Bike of the Month - February 2006
1978 MT125R - Production Roadracer
Terry Gates
Alpharetta, GA



I enjoy this web-site greatly. I think the Honda Elsinore is not only a fantastic series of bikes, all the way up through the CR series, but the CR125M and CR250M are to me the greatest motocross bikes for their time ever made.


Here is my story and some various pictures of a somewhat rarely seen bike, the MT125R production roadracer. I have owned six different MT125Rs and currently own and race two.


I started racing motocross in 1972, on a Hodaka. In 1973, the CR250M came out and what a fantastic advance it was. The power, color scheme, trickness was something else. I still remember Marty Tripes and Gary Jones riding the prototypes, and the first test in Dirt Bike.
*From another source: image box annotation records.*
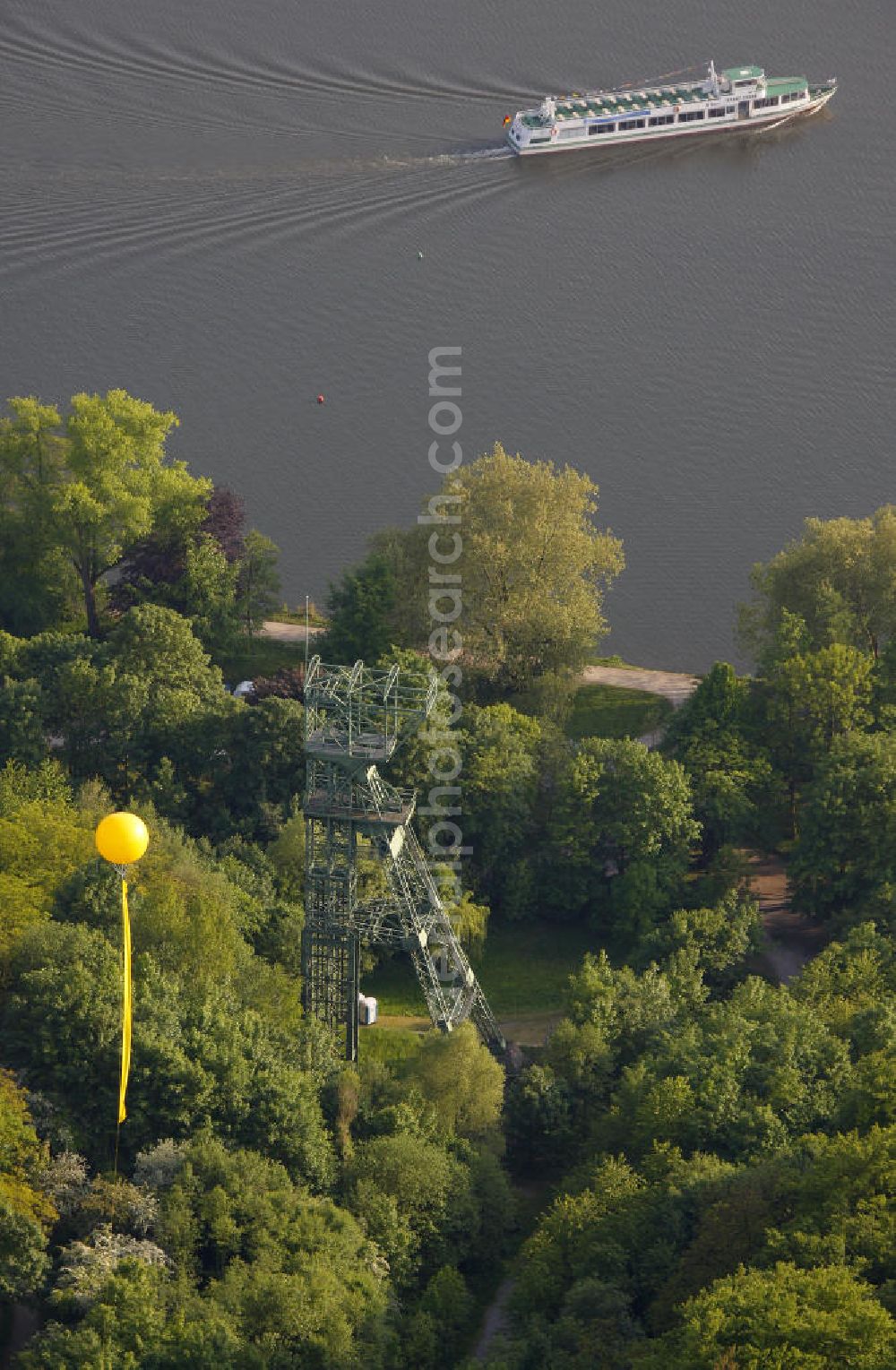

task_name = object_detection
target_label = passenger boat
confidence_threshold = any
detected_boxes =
[504,62,837,158]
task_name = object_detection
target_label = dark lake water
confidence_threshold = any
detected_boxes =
[0,0,896,668]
In 1974 I was 16 and my best friend Doug Evans came home with a brand new CR125M. I took one ride on that machine, and the performance was breathtaking. Light as a feather, and rocket power with 6 close ratio gears. I got my very first brand new motorcycle 4 months later, a brand new CR125M of my own. Coming home with that new bike is a day I fondly remember to this day.
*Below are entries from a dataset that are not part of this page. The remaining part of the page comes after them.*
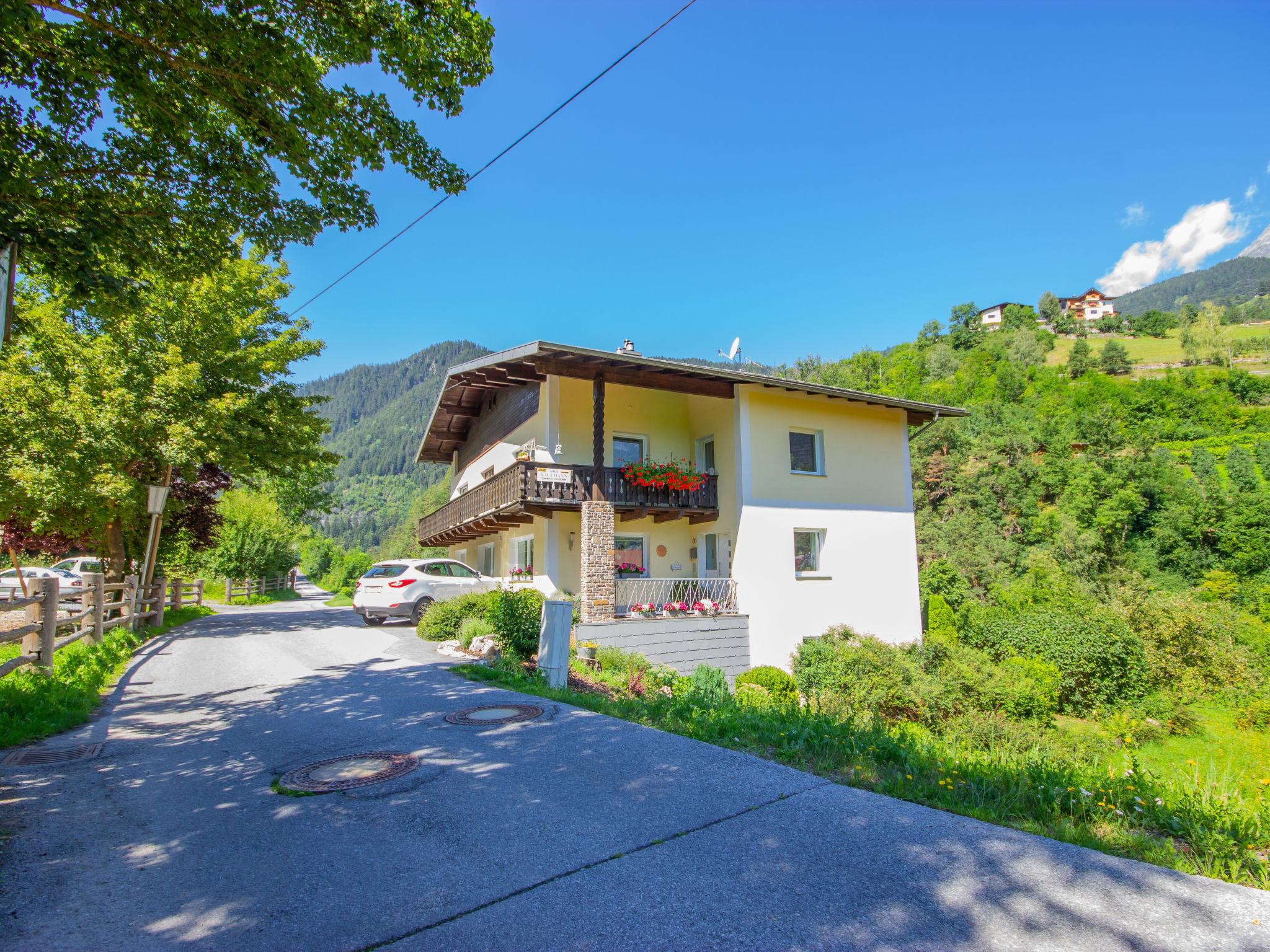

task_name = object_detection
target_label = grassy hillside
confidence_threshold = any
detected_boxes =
[1115,258,1270,315]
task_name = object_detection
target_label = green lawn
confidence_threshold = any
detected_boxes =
[1046,324,1270,364]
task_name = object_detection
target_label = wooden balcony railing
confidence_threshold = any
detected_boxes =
[419,462,719,545]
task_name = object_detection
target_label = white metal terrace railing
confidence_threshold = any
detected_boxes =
[613,576,737,615]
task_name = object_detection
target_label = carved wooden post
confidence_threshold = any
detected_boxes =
[150,579,167,628]
[80,573,105,645]
[22,579,57,674]
[582,376,617,622]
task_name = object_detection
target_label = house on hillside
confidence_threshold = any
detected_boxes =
[1058,288,1115,321]
[979,307,1024,330]
[418,342,965,676]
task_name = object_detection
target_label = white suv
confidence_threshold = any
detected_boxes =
[353,558,498,625]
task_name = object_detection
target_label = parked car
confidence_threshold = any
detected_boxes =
[353,558,498,625]
[53,556,105,575]
[0,565,84,601]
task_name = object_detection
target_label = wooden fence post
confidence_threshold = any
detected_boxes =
[22,579,57,674]
[120,575,141,631]
[150,579,167,628]
[81,573,105,645]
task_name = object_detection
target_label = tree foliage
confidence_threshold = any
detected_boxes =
[0,0,493,296]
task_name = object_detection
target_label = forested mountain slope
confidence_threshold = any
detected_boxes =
[1115,258,1270,315]
[301,340,489,549]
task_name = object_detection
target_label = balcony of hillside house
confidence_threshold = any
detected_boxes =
[419,462,719,546]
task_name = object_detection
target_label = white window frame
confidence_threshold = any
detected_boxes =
[608,433,653,466]
[507,532,538,575]
[613,532,653,579]
[785,426,824,476]
[473,542,495,578]
[790,526,829,579]
[697,433,719,474]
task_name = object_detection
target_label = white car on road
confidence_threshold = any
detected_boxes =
[353,558,498,625]
[0,565,84,602]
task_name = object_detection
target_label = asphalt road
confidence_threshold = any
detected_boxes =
[0,581,1270,952]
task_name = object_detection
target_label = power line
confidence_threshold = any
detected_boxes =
[287,0,697,317]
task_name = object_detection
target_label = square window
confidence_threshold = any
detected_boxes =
[794,529,824,576]
[790,430,824,476]
[613,435,647,466]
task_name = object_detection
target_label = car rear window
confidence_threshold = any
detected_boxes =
[362,565,405,579]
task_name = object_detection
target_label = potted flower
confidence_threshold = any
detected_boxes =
[623,458,708,491]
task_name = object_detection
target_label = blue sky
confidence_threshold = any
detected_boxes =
[287,0,1270,379]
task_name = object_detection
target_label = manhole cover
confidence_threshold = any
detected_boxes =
[446,705,542,728]
[278,750,419,793]
[0,744,102,767]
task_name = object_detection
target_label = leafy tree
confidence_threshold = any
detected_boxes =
[0,0,494,297]
[1001,305,1036,330]
[1036,291,1063,333]
[1102,340,1133,374]
[0,252,333,574]
[1067,338,1093,379]
[201,490,300,579]
[1129,310,1177,338]
[949,301,984,350]
[1225,444,1261,493]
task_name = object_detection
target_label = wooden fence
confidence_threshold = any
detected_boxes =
[0,573,203,678]
[224,569,296,602]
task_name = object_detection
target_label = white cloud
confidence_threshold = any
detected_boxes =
[1097,198,1246,294]
[1120,202,1147,229]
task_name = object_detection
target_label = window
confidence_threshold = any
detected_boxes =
[362,565,405,579]
[613,434,647,466]
[701,532,719,573]
[794,529,824,576]
[509,536,533,569]
[613,536,647,578]
[790,430,824,476]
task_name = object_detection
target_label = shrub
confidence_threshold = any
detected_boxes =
[687,664,732,707]
[962,606,1148,713]
[419,591,495,647]
[458,615,494,649]
[926,596,957,645]
[485,588,545,658]
[1235,697,1270,731]
[734,664,797,705]
[791,635,930,721]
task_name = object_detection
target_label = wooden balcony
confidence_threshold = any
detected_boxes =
[419,462,719,546]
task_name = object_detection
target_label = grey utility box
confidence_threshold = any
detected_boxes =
[538,602,573,688]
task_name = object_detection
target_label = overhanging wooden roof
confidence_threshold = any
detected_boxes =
[415,340,968,462]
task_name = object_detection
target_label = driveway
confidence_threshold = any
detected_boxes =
[0,589,1270,952]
To make a long story short, I raced my CR125M for 2 years solid, all over Washington state. Later I moved up to 76 YZ125C mono-shock, 77 RM125B Suzuki (another fantastic bike) and on up to 250s, higher classes, and eventually some CR480Rs also.


I raced up until 1986, when I moved to Georgia. During those years, I had quite a few race bikes, but none I held as fondly as that first CR125M. The highlight of those years was Doug and I making two trips to SoCal when I had my RM125, and he had a Husky 125 the first time, and Can-Am 175 the second time. Riding and racing the classic tracks of Indian Dunes, Ascot MX, Saddleback, and Racing World is a whole other story!


Fast forward to 1991. I had kept racing modern MX, +30 class, but the "do or die" doubles got to be too much for me to keep risking, so I quit racing. I rode street bikes off and on for about 5 years, but the racing bug was still in me.


In 1995 I learned about AHRMA vintage motocross and road racing. I joined AHRMA to learn more. Finally in 1998 there was a vintage road race at Road Atlanta. I went to check it out. Within 5 minutes of reaching the pits, my jaw was dropping seeing the very trick and pristine race bikes. Then a little bike caught my eye, and I walked over.


I immediately recognized the Elsinore engine. The owner explained about the MT125R, I then remembered seeing them at the Honda shops in 1977-78. Each shop usually got one of them, they were sitting in the showroom in all white gel-coat fiberglass finish.


Well, I searched for one, bound to try vintage road-racing, knowing how easy the engines were and mostly bulletproof. Finally, in 1998 I bought my first MT125R and my vintage adventure started. I took a road race school, then did two road races in 1999.


In 2000 I went to AHRMA Bike week with two bikes, my first MT125R and a new (to me) 1970 Ossa Stiletto for my first vintage motocross attempt. Well, racing that MTR and my first experience on the banking at Daytona (I got 4th!!) was a thrill of a lifetime.


Since then, the vintage bug is in full swing, I have quite a number of CRs from '73 to '83 models, bought and sold several MTRs, currently have two MT125Rs (one had the rare factory water-cooling option from 1978), a lot of Ossas and vintage and post-vintage bikes. I have been racing the AHRMA regional and national motocross series for 6 years, winning several championships. I race the MTR off and on, and also a modern RS125R road racer.


Feel Free to e-mail me about anything vintage racing, the MTR, I love talking vintage racing!


Facts about the Honda MT125R


- Bike was produced and modified by Honda RSC (Racing Service Corp., the forerunner to HRC)
- Three versions were made MKI, MKII, MKIII from 1977-78
- Approx 200 imported into US each year.
- Bike Dry weight 165lbs.
- Engine configuration is factory modified version of the 1977 Elsinore motocross based engine
- Narrow power band with road race porting - "on the pipe" from 9,500 - 13,000rpm
- 6-speed with "ultra close" road race internal gearbox ratios - shifter mounting rearwards
- Road Race specification porting and factory 34mm carb - 25.5hp @ 12,5000rpm for MKI, MKII
- MKI had a mechanical activated disk brake from a CB200
- MKII & MKIII had upgraded front hydraulic disk brake
- Final MKIII in '78 had additional porting, pipe changes for 28hp peak
- RSC offered a special factory water cooling kits in 1978, including pipe, cylinder., head, radiator, mounts, and special side cover with external water pump.
- Water Cool kit avoided the heat-induced power loss form running at 13,500 rpm in a long race.
- Top Speed (with a light rider!) approx 115 mph.
- I have achieved 108mph at Daytona with 185lb rider.